On the journey to ‘here’ the signage was only the start as it spawned a raft of products based on the same design principles and driven by client needs. This continued for nearly a decade and all the time I was learning learning learning. It became a very positive obsession because I had stumbled into a position of being able to do something that was really helpful. It mattered. A lot!

Two really significant things I learnt that in that period are right at the heart of my thinking today. One was understanding what Reminiscence really is and what it means.  The second was understanding colour contrast and how it can be used. I remember getting very excited about Reminiscence – I really had a massive light-bulb moment, though it has taken years to figure out how I can use my skills to really tap into it and make it a powerful resource for peoples well-being. My new understanding of colour made me realise we had to re-design our product portfolio because we could make it both more appealing and more effective.
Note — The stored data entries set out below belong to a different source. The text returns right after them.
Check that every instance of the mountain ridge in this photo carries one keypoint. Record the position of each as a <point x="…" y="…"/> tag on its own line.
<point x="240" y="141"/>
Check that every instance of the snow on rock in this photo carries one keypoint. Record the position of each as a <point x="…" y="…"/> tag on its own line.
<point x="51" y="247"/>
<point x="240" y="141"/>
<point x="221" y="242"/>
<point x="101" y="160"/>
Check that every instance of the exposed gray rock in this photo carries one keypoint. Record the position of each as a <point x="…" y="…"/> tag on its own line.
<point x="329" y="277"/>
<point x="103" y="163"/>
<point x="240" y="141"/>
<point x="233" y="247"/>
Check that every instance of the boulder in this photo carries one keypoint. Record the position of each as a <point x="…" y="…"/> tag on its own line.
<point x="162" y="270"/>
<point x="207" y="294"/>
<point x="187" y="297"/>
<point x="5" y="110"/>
Eventually I realised I was looking at an approach to dementia-specific design that needs to be applied across the dementia care environment as a whole. The more I processed these ideas, the more I was realising the how influential a change in the approach to design can change how an entire care home unit functions. Not just from the well-being perspective of the residents, but everything from how it connects with the community to its sustainability as a profitable enterprise.
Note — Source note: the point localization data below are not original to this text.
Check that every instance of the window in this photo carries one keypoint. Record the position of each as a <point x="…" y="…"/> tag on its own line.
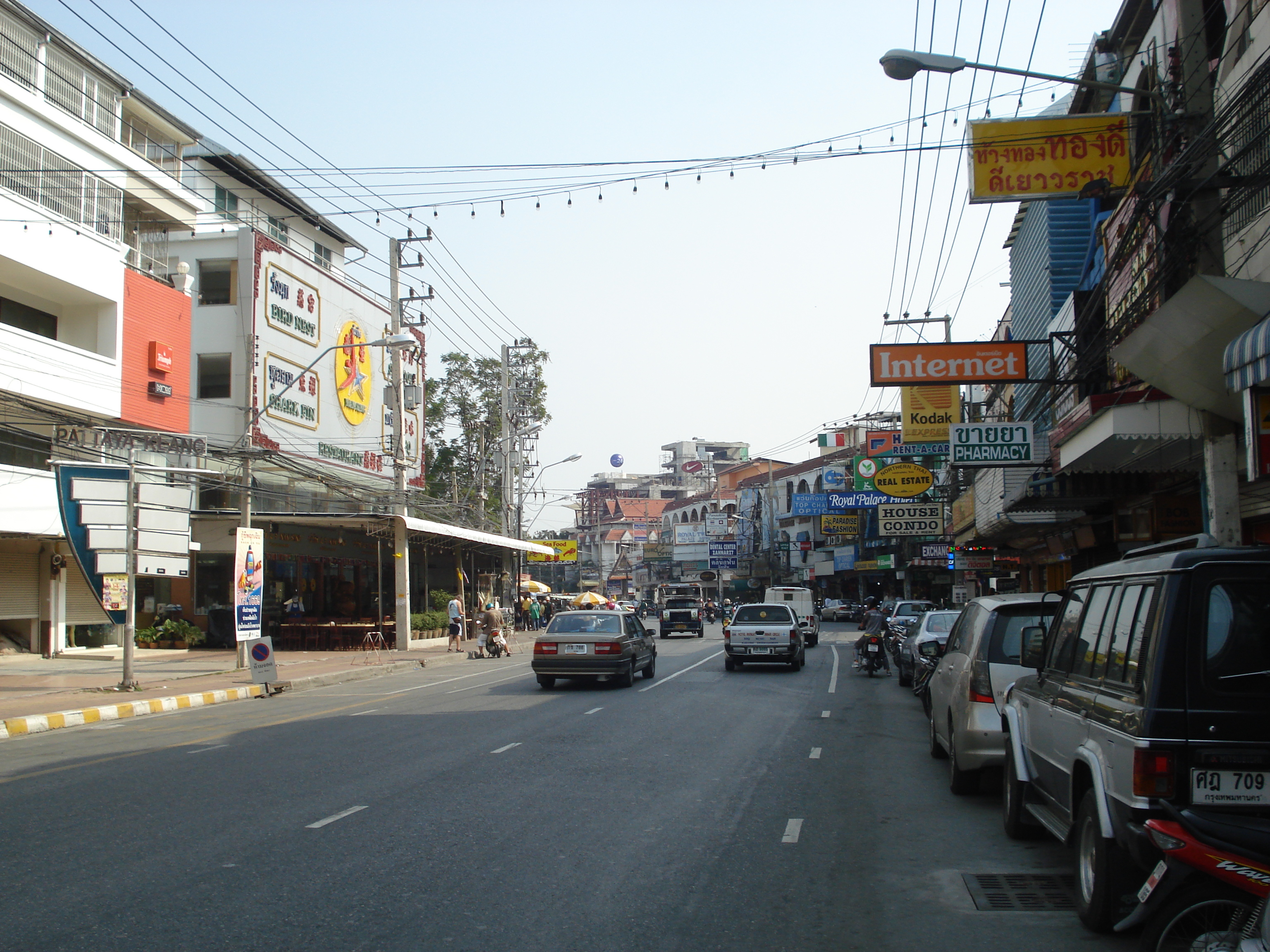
<point x="214" y="376"/>
<point x="217" y="282"/>
<point x="279" y="230"/>
<point x="1086" y="652"/>
<point x="1237" y="636"/>
<point x="29" y="319"/>
<point x="225" y="204"/>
I resigned from my own company and to set about changing the world with the gospel of St Pete. But for all my conviction, proving how much better care homes can be by changing the content of the environment is a bloody hard sell. My ideal client is someone who has a budget, has already come to these conclusions and is just searching to find someone able to deliver the goods. More likely though, finding people to work with is a hard slog requiring a lot of ‘convincing’ and then hinges on whether they are prepared to take a leap-of-faith. But this is how it was in 2007 when I was frequently asked ‘where’s your evidence’ which I didn’t have of course. But there were enough early adopters who helped put some wind in the product’s sails and tada! The rest is history as they say.   
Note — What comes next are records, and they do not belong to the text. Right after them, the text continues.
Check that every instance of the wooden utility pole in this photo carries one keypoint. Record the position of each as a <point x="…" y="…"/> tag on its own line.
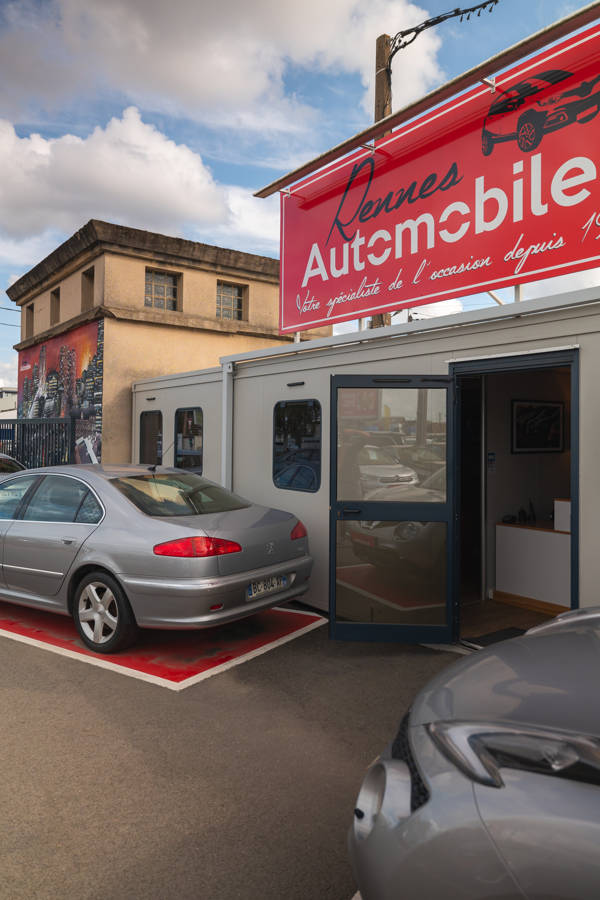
<point x="383" y="108"/>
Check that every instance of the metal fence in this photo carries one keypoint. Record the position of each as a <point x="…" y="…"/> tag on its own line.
<point x="38" y="442"/>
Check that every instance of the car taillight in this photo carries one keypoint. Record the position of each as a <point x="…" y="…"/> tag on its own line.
<point x="197" y="546"/>
<point x="298" y="531"/>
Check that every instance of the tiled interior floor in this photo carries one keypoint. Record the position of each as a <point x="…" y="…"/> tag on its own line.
<point x="483" y="617"/>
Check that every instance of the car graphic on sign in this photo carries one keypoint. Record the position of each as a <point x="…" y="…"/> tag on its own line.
<point x="541" y="103"/>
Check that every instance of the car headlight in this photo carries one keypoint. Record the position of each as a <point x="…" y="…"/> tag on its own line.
<point x="407" y="531"/>
<point x="480" y="750"/>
Tom Kitwood understood the influence environment brings to bear on  personhood and encapsulates it in this quote: “the environment has as much effect on the brain as the brain has on a person’s abilities”.  
I’ve disrupted the industry before with signage, red toilet seats, Memory Boxes and Door-cals. Now I want to change care home environments so they’re no longer unstimulating places to be afraid of and become reassuring, interesting and relevant to the populous of the home.

Basic elements of safe and effective design for dementia

If you’ve skipped to this but I don’t blame you and forgive me for not getting here sooner; these are the 7 basic dementia-specific design considerations I’ve used as the basis of everything I’ve produced since 2007:
  • Colour
  • Images
  • Shape
  • Material
  • Text
  • Contrast
  • Durability

More recently I’ve added an eighth element which pulls all the others together: common sense.
Below are the aspects within a care home where the design principles should be applied.
  • Colour schemes
  • Themes
  • Way-finding
  • Personalisation
  • Destinations / Places of Interest
  • Lighting
  • Toilets and Bathrooms 

By applying the design principles to these aspects it’s entirely possible to achieve benign but life-changing improvements and positively affect every aspect of how effectively a care home functions.

Now I’m here….

Over the coming weeks and months I intend to share my thoughts and, I hope, the thoughts of others too, to generate more conversation and thinking about how neglected-yet-important the environment is. I’d also hope to widen the conversations about dementia and design and see if we can spawn some creative and productive thinking and some useful outcomes.